I had pressed MAC pigments before and it's the easiest to do since all you need besides the pan and something to press with, is the MAC pigment and alcohol. MAC pigments already have a binder in it while most other pigments or micas do not. I first learned to use vegetable glycerin as a binder and it works great. I have since learned that it does tend to get mildew, especially in humid climates. Fractionated Coconut Oil is a much better product to use as a binder. I have been told that it's naturally anti-bacterial, which is a plus.
I bought most of my supplies from TKB Trading.
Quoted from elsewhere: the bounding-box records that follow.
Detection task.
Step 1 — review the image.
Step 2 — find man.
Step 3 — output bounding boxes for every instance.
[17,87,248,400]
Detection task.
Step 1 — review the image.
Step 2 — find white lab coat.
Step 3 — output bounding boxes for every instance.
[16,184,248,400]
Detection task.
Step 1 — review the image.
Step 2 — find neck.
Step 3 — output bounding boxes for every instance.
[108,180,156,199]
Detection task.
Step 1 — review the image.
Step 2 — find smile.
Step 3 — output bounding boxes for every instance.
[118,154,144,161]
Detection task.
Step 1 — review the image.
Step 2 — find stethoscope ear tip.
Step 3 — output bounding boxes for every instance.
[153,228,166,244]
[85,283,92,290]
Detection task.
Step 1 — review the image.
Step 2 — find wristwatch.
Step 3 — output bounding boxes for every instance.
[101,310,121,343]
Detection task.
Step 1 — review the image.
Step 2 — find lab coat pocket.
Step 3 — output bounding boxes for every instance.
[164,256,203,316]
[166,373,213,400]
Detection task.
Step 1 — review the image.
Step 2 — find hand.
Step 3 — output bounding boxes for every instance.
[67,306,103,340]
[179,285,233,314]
They have a wide range of supplies and the service is impeccable. I picked up several different pan sizes, including the standard 26 mm round pans (MAC pan size). One thing to be aware of is that there are 2 different types of pans, tin and aluminum. Aluminum pans are not magnet responsive so you will need to place a magnet on the bottom of the pan. Tin pans are magnet responsive but will rust if there is prolonged exposure to water. This is why it's best to use the highest alcohol concentration and to press your pigment as soon as possible. TKB sells only tin pans but there are other companies which sell the aluminum tins if you prefer to use those. You can even buy a pressing tool but can find items around the house to use such as a quarter for the 26 mm pans.
After a bit of a trial and error process (it takes more coconut oil to bind the pigments than glycerin), I pressed a variety of different things.
As I mentioned, MAC pigments are the easy to press, just add alcohol and that's it. Silk Naturals "Hint" is supposed to be a dupe of MAC's now discontinued "Seedy Pearl". I really like it but I find that TKB "Angel Wings" is much closer to "Seedy Pearl". There are several pan variations of TKB Davy's Gray. I mixed it with different percentages of "Satin Pearl" to get light tone and mid tone shades. I really love Giorgio Armani ETK No. 23. This one was definitely the easiest to pan as it is a moist eyeshadow. I just scraped out the shadow into the pan and pressed. The same can be done with L'Oreal Infallible eyeshadows, The blushes are very pigmented. I need to be careful and make sure that I do not end up with clown cheeks. I did find that the blushes did not wear well on me at first. I have found that if I "set" the blush with translucent powder after applying, it wears very well and stays nice all day for me.
I am having so much fun with this and am looking forward to finalizing my travel palette. Have you experimented with pressing eyeshadows?